About the Author
BARBARA SOUTHARD grew up in New York City, holds a PhD in history from the University of Hawaii, and has served as a professor of history, Chairperson of the History Department, and Associate Dean of Graduate Studies at the Río Piedras Campus of the University of Puerto Rico. She is the author of a book on Indian history, The Women’s Movement and Colonial Politics in Bengal, 1921–1936, and has also published numerous articles in history journals. Barbara has also published short stories in literary journals, and she is the author of The Pinch of the Crab, a collection of ten stories set in Puerto Rico, exploring social conflicts of island life, mostly from the female perspective. Differing concepts of gender roles and conflicting political and social ideals are important themes. In Unruly Human Hearts, her new novel based on the Beecher-Tilton scandal, Barbara once again explores personal rises embed in social conflict from the point of view of a woman protagonist, but in a different place and a different epoch. Barbara has also been active in raising funds for the Shonali Choudhury Fund of the Community Foundation of Puerto Rico, helping local community organizations working to protect women from domestic violence. She does this work in honor of her daughter, a public health professor who died of a brain tumor.
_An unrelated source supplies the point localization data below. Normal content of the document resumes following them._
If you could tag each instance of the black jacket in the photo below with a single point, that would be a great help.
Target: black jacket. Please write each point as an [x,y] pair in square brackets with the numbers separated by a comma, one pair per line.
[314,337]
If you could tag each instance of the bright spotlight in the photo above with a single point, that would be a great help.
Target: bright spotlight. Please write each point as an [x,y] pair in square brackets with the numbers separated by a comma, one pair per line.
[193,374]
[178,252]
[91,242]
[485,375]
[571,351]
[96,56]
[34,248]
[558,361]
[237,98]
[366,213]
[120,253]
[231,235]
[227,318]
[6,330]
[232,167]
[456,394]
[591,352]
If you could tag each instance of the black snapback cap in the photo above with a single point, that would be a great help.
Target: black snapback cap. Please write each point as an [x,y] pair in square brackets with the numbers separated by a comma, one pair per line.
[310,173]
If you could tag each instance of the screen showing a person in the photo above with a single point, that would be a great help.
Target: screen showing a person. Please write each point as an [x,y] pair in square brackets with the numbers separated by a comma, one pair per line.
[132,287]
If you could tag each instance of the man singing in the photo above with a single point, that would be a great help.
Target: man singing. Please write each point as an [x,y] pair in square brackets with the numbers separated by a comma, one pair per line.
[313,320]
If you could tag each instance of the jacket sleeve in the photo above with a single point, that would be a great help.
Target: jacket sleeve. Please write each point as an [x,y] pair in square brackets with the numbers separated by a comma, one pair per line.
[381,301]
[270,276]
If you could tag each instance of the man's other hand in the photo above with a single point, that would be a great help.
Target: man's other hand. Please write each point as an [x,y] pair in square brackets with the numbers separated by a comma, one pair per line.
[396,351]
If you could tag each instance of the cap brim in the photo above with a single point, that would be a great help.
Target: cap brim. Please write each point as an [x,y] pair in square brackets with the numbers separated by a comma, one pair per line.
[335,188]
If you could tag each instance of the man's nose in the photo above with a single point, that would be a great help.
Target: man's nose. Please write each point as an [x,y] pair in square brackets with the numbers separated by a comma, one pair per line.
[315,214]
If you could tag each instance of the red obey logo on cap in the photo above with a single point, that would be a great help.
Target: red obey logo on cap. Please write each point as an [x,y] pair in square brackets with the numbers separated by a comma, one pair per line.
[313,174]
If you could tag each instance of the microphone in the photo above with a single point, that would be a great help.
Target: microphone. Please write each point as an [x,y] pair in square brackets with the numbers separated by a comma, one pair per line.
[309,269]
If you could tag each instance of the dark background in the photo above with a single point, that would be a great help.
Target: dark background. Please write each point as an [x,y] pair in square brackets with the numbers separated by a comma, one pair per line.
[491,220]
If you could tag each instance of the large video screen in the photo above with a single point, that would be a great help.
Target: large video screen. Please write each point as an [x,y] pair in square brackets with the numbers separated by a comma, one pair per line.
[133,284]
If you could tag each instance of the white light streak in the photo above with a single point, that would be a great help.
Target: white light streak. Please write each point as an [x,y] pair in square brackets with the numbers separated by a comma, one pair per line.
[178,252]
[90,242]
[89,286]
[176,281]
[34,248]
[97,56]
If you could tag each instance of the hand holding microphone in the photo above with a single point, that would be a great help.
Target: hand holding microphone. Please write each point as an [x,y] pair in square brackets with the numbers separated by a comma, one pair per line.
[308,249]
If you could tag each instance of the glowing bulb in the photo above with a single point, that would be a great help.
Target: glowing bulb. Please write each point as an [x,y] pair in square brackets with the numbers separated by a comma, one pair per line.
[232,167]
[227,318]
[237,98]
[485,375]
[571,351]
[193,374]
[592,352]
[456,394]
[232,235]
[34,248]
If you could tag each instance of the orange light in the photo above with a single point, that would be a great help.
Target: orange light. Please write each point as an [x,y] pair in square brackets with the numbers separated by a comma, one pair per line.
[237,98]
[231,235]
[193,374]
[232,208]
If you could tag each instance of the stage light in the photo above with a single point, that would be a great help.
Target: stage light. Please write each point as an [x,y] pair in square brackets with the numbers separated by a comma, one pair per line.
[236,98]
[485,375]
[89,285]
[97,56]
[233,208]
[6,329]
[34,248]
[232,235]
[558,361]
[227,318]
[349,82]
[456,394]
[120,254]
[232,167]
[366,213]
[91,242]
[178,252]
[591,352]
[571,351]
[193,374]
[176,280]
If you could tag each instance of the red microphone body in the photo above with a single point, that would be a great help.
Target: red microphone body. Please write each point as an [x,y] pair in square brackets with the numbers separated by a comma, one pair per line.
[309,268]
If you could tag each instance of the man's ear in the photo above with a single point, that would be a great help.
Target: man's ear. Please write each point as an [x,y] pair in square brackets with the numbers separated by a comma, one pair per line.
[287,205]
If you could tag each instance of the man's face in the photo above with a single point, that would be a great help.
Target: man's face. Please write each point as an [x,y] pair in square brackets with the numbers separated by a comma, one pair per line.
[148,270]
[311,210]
What inspired me to write Unruly Human Hearts?
It all began in the classroom. While teaching a seminar on the history of women in the United States, I became intrigued by the trial of Henry Ward Beecher, the most famous Protestant minister of his day for “criminal conversation” with Elizabeth Tilton, a member of his congregation and the wife of his intimate friend, Theodore Tilton. I remember telling my students that this trial caused as much sensation in 1875 as the impeachment of President Clinton in 1998. One student pointed out that Bill Clinton went on with his career, whereas Monica’s life was devastated. What about Elizabeth?
This classroom discussion transported me back to my own youth. My journey to adulthood took place in the 1960s and 1970s, a time of radical movements for racial and gender equality as well as sexual liberation, including open marriage. Elizabeth’s journey took place in the 1860s and 1870s, a hundred years before, an epoch when radicals fought for suffrage for women and freed slaves, and a smaller group advocated free love. The parallels fascinated me.
I began to explore the historical sources in earnest. Elizabeth was a puzzle to her contemporaries, who followed the church investigation and the civil trial with avid interest, because she seemed to be a conventional woman who defined herself as a wife and mother, and yet was accused of holding beliefs and engaging in conduct that challenged the core values of Victorian society. Why was Elizabeth drawn to the gospel of love and the doctrine of free love? Once the scandal broke, how did she deal with the moral dilemma of being forced to take a position against on or the other of the two men she loved as well as with the fear of losing her position in society, her marriage and her children?
I remember a student remarking to me that there seemed to be more depth of feeling between Elizabeth and Henry than between Bill and Monica. After immersing myself in the historical sources, I became convinced that there were deep emotional bonds among all three of the principals in the Beecher-Tilton scandal, making the affair a true love triangle. Personal ties were strengthened by their involvement, in various degrees, with the reform movements to promote the rights of women and former slaves as well as with the reinterpretation of the Calvinist religious heritage.
My first attempt to come to grips with the story of Elizabeth, Theodore and Henry was the preparation of a brief historical study of the impact of the gospel of love on the position of women. It was challenging to envision the scandal and its repercussions from the point of view of Elizabeth, the only protagonist who lacked a public platform, whose motivations and feelings were difficult to untangle. I soon decided that her life merited a deeper exploration that would only be possible in a work of historical fiction. The complexity of conflicting emotions experienced by all three participants in the triangle, as well as the shifting ground of multiple power struggles, would be best served in a novel. The next step was the writing of Unruly Human Hearts.